# An attempt at writing a script that can convert every specified file to LeanPub Flavoured Markdown for publication on LeanPub

In [None]:
from lib import read_mkdocs

In [None]:
from pyprojroot import here

In [None]:
mkdocs_config = read_mkdocs()
nav = mkdocs_config["nav"]
docroot = here() / "docs"


In [None]:
from lib import parse_navigation

# The goal here is to flatten the tree structure into a list of 2-tuples,
# where the title is the first element and the filename is the second element.
title_files = parse_navigation(nav, [])
title_files.insert(0, ('Preface', 'preface/preface.md'))
title_files

In [None]:
from lib import exclude

exclusion = [
    "Welcome", 
    "Get Setup",
    "Prerequisites",
    "Further Learning",
    "Style Guide",
]

title_files = exclude(title_files, titles=exclusion)


In [None]:
title_files

We now need to convert each of the files into Markua.

In [None]:
strings = ["df.head()", "another_thing\ndf2.head()"]

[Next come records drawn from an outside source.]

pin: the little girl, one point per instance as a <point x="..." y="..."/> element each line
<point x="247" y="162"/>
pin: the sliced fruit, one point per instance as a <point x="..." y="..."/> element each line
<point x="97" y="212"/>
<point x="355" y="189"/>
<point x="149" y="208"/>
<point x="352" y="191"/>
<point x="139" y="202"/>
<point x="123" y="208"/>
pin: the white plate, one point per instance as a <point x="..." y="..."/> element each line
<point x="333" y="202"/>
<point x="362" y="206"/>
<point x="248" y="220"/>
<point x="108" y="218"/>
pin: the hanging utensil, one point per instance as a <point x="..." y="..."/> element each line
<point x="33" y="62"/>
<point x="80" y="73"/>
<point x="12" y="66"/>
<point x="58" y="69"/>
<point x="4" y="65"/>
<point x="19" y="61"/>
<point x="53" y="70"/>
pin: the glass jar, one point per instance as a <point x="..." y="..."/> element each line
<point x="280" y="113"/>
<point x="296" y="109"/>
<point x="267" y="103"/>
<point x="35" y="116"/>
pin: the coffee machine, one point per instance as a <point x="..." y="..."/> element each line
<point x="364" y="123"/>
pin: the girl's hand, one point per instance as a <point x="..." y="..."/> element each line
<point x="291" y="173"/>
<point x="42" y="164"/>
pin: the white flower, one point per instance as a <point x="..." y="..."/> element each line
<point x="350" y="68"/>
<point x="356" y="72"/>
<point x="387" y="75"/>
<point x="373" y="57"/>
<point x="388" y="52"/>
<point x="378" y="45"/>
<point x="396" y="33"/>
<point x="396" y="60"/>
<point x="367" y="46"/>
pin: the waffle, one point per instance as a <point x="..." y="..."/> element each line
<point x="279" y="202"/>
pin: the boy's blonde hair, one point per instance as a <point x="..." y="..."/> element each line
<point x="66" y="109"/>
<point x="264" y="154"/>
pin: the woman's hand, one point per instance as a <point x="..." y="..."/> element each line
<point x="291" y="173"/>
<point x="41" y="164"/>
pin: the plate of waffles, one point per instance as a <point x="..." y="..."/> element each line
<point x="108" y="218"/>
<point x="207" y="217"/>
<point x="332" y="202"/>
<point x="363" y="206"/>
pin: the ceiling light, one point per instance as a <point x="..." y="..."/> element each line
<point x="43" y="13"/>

def replace_dataframe_head_with_markdown(s: str):
    new_string = ""
    for line in s.split("\n"):
        if line.endswith(".head()"):
            line = f"print({line}.to_markdown())"
        new_string += line + "\n"
    return new_string

# replace_dataframe_head_with_markdown(strings[0])

In [None]:
def replace_markdown_table_tabs(body: str):
    return body.replace("    |", "|")

In [None]:
from nbconvert.exporters import MarkdownExporter
from nbformat.notebooknode import NotebookNode
from nbconvert.preprocessors import ExecutePreprocessor
from lib import strip_execution_count

def nb2markdown(nb: NotebookNode, kernel: str):
    """
    Compile final notebook into a single PDF while executing it.

    :param nb: The compiled notebook object with all notebook cells.
    :param kernel: String name of the kernel to output.
    """
    # Convert all `.head()` to `.head().to_markdown()`
    # before execution
    for i, cell in enumerate(nb["cells"]):
        src = nb["cells"][i]["source"]
        src = (
            src
            .replace(".describe()", ".describe().to_markdown()")
            .replace("correlation_centrality(graphs[0])", "correlation_centrality(graphs[0]).to_markdown()")
            .replace("HTML(anim(G2, msg, n_frames=4).to_html5_video())", "# HTML(anim(G2, msg, n_frames=4).to_html5_video())")
        )
        src = replace_dataframe_head_with_markdown(src)
        
        nb["cells"][i]["source"] = src

    ep = ExecutePreprocessor(timeout=600, kernel_name=kernel)
    ep.preprocess(nb)

    strip_execution_count(nb)
    pdf_exporter = MarkdownExporter()
    body, resources = pdf_exporter.from_notebook_node(nb)
    return body, resources


In [None]:
from lib import read_notebook

In [None]:
sample_chapters = ["Preface", "Learning Goals", "Introduction to Graphs", "The NetworkX API"]

In [None]:
# Now, convert everything into plain text markdown.

In [None]:
from pathlib import Path
from pyprojroot import here

build_dir = here() / "manuscript"
build_dir.mkdir(parents=True, exist_ok=True)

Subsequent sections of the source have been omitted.